Un paseo por las tierras del champagne y la exquisita historia de Dom Perignon, la marca legendaria de las burbujas.

La escena es insuperable. Hacia adelante, una ladera de suave pendiente extiende las vides en perfecta línea recta y, allá abajo y a lo lejos, el terreno desemboca en un pueblo de casas bajas construidas al margen del río Marne. El horizonte se completa con bosques de robles, campos dorados y más viñedos; el cielo es un espectáculo aparte: las nubes, esponjosas e inquietas, pasan a gran velocidad, haciendo que el sol juegue con su luz y las sombras en cada rincón del paisaje.

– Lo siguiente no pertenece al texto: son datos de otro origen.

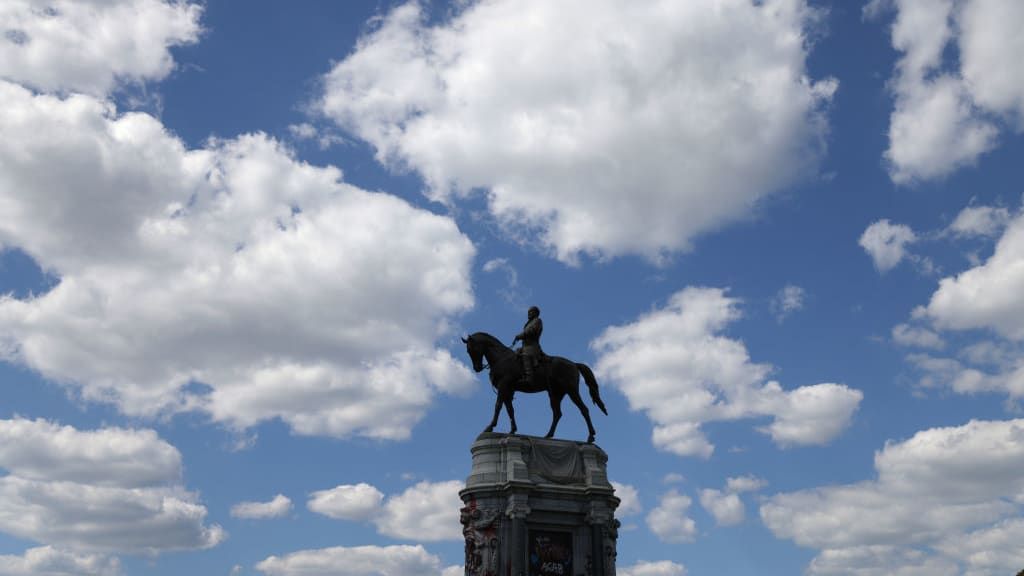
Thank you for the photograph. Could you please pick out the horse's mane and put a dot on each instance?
(488, 337)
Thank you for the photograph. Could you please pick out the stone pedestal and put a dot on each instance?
(539, 507)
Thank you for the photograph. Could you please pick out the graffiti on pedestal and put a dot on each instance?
(479, 526)
(550, 553)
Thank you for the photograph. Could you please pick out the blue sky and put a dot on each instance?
(239, 247)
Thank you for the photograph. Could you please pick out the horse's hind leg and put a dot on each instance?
(574, 396)
(556, 412)
(494, 421)
(511, 411)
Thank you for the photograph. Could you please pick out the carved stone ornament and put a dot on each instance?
(610, 539)
(479, 526)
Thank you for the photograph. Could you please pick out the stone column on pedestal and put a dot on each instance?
(539, 506)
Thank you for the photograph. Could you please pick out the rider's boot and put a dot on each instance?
(527, 373)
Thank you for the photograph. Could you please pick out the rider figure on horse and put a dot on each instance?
(530, 353)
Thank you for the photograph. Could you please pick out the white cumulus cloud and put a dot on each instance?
(644, 568)
(946, 115)
(947, 499)
(347, 501)
(47, 561)
(57, 45)
(143, 510)
(788, 299)
(886, 243)
(276, 507)
(676, 365)
(354, 561)
(285, 292)
(987, 295)
(647, 126)
(727, 508)
(426, 511)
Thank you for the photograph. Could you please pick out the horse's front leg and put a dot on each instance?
(494, 421)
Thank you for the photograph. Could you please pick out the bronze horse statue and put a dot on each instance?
(557, 376)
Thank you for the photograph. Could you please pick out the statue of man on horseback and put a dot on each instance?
(513, 371)
(530, 353)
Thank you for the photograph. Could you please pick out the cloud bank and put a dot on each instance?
(644, 128)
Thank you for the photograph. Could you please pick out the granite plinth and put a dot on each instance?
(538, 506)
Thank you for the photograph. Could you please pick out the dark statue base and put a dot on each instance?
(536, 506)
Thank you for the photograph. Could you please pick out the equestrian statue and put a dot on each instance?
(529, 370)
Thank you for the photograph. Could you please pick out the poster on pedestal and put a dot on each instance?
(550, 553)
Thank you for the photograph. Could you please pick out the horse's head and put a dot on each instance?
(475, 353)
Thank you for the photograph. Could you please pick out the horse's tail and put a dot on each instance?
(595, 395)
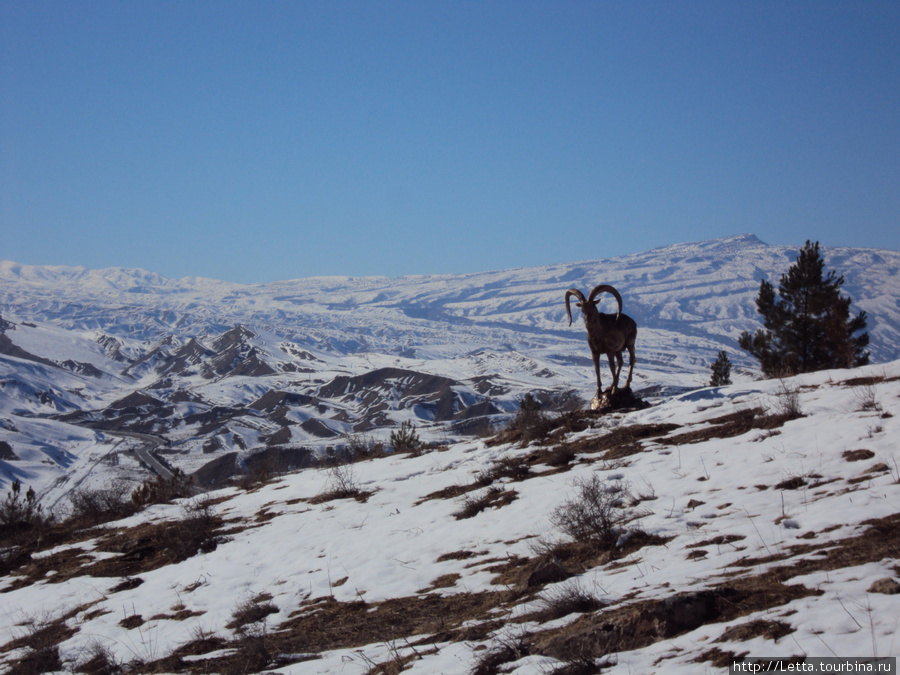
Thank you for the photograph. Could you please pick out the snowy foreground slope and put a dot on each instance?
(99, 369)
(739, 529)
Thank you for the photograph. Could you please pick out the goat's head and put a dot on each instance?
(589, 305)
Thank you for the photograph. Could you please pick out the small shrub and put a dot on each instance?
(195, 531)
(721, 371)
(569, 598)
(19, 511)
(363, 446)
(101, 661)
(865, 399)
(161, 491)
(251, 610)
(597, 513)
(786, 403)
(253, 651)
(405, 439)
(102, 505)
(530, 422)
(342, 484)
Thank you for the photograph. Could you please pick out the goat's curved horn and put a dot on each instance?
(609, 289)
(569, 293)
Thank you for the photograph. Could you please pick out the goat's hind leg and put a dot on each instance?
(630, 365)
(596, 357)
(615, 367)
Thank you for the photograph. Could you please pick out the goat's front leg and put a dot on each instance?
(614, 370)
(630, 365)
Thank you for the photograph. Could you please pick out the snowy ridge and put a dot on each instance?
(200, 352)
(753, 533)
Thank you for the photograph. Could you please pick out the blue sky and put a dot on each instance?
(257, 141)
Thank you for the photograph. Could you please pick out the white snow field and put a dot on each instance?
(756, 519)
(759, 541)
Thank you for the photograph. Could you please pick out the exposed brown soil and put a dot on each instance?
(729, 426)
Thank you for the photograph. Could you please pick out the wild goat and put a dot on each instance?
(608, 334)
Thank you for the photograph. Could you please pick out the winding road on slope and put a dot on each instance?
(145, 452)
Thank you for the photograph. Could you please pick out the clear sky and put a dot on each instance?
(267, 140)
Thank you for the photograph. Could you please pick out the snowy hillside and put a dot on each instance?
(98, 368)
(757, 519)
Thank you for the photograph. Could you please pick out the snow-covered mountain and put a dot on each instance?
(96, 362)
(754, 520)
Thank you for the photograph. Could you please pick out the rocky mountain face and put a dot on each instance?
(210, 368)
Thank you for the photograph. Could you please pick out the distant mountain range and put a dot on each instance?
(212, 368)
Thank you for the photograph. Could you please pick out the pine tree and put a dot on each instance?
(721, 371)
(808, 326)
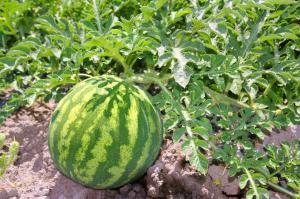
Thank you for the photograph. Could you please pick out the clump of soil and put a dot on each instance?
(33, 174)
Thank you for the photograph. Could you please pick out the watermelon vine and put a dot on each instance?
(228, 72)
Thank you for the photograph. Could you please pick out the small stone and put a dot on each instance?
(13, 193)
(4, 194)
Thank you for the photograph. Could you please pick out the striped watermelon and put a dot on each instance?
(104, 133)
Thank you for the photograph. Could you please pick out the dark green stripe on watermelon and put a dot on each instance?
(104, 133)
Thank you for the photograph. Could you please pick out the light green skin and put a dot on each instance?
(104, 133)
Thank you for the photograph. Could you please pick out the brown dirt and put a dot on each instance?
(33, 174)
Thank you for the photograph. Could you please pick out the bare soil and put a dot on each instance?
(33, 174)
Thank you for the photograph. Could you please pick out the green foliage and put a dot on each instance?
(229, 71)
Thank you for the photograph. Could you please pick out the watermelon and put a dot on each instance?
(104, 133)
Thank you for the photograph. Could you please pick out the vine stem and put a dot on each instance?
(275, 186)
(145, 79)
(96, 11)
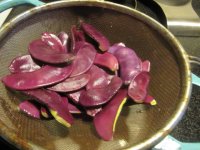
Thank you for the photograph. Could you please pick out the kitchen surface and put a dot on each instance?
(186, 27)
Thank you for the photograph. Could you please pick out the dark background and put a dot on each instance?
(188, 130)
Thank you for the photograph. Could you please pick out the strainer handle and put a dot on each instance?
(5, 4)
(195, 78)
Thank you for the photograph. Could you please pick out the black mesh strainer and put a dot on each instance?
(139, 126)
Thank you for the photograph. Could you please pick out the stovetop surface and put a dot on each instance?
(188, 130)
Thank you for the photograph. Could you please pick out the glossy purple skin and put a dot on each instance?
(45, 113)
(30, 109)
(104, 120)
(74, 96)
(73, 109)
(84, 60)
(43, 52)
(100, 96)
(71, 84)
(98, 78)
(53, 41)
(146, 65)
(23, 64)
(76, 36)
(79, 45)
(103, 42)
(130, 64)
(107, 60)
(63, 36)
(44, 76)
(138, 87)
(54, 102)
(115, 47)
(93, 111)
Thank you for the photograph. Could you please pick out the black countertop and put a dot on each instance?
(188, 130)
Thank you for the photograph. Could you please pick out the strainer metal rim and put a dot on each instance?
(6, 133)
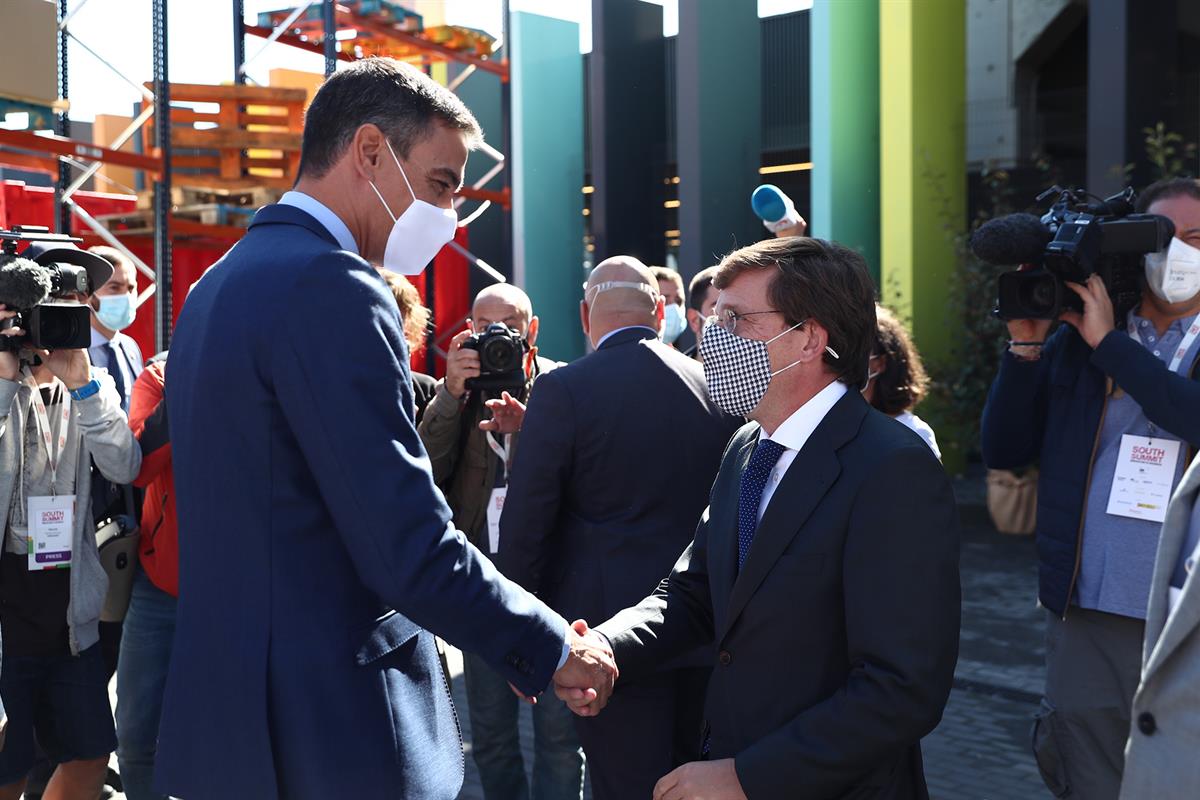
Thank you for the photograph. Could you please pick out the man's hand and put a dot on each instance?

Hasta acá, esta vista podría ser la misma que la de cualquier otro día en la mágica y emblemática región de la Champagne, en Francia. Pero este no es un día como cualquier otro. Hoy, Dom Pérignon dará a conocer su Vintage 2008, y su Chef de Cave, Richard Geoffroy, fiel a su estilo poético e imaginativo, ideó una experiencia única. “Por favor, elijan su lugar y disfruten su degustación en solitario”, indica, radiante y conmovido, a los casi 150 invitados (entre amigos personales de Geoffroy, periodistas de todo el mundo y clientes VIP) que todavía no salen de su asombro: entre las vides, han dispuesto pequeños soportes clavados en el suelo hechos de espejo, que reflejan el cielo y las plantas y donde esperan las copas vacías, casi escondidas entre las hojas. Una vez ubicados, la música clásica empieza a sonar y las botellas de Vintage 2008 se descorchan. Durante siete minutos exactos, cada invitado se sumerge en su propia experiencia. El terruño, la música y las burbujas generan un propio blend que transporta y eleva. Al finalizar, el aplauso es unánime: Richard Geoffroy lo hizo una vez más.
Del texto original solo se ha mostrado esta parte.